North P&I Club  publish a new loss prevention guide for watchkeepers on how to avoid collisions at sea.

Designed specifically for use on ship's bridges, the guide focuses on what the Club considers to be the most important ‘rules of the road' in the International Regulations for Preventing Collisions at Sea 1972 (COLREGS).

In his foreword to Collisions: How to Avoid Them, the Hon Mr Justice Nigel Teare, Admiralty Judge at the Royal Courts of Justice in London, says, ‘Despite all the impressive electronic assistance designed to enable deck officers to avoid collisions, collisions still occur. The answer is, and always has been since radar was first introduced, that the rules of navigation set out in the COLREGS must still be applied by deck officers.


‘This short and compact guide therefore has a vital and necessary role. It reminds mariners of the basics of the COLREGS and that they must be kept well in mind and obeyed notwithstanding the profusion of equipment on the modern bridge. That equipment does not avoid collision - it is merely an aid to collision avoidance. What avoids collisions is compliance with the COLREGS,' says Teare.

The guide focuses on the 12 regulations North considers are most often misinterpreted and applied. These are: responsibility, look-outs, safe speed, risk of collision, action to avoid collisions, traffic separation schemes, overtaking, head-on situations, crossing situations, action by give-way vessels, action by stand-on vessels and conduct of vessels in restricted visibility.

According to the Club's head of loss prevention Tony Baker, ‘We believe these rules are the key to collision avoidance as we see them breached time and time again when collisions occur.

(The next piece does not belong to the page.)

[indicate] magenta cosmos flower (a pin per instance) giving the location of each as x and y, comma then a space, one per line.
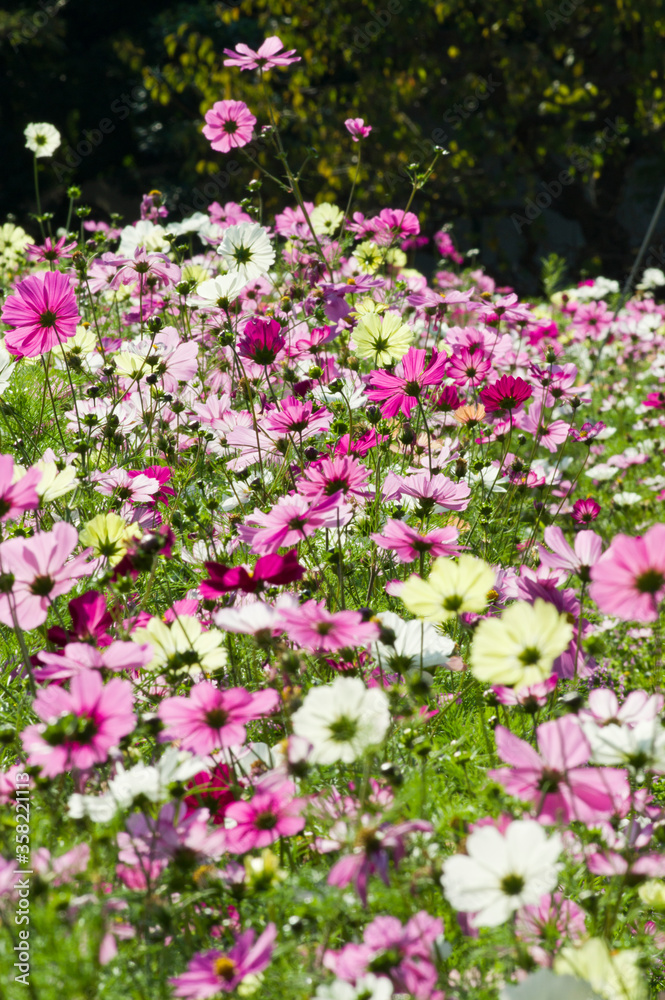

The guide demonstrates how these rules fit together and how the interpreting and applying each of them can be influenced, sometimes wrongly, by the vast mass of information now available from electronic aids to navigation.'

The guide also includes illustrated case studies of recent major collisions, plus fold-out charts for plotting developing situations. ‘The case studies and the questions they ask are intended to be the starting point for wide-ranging discussions on all aspects of collision avoidance by bridge teams,' says Baker.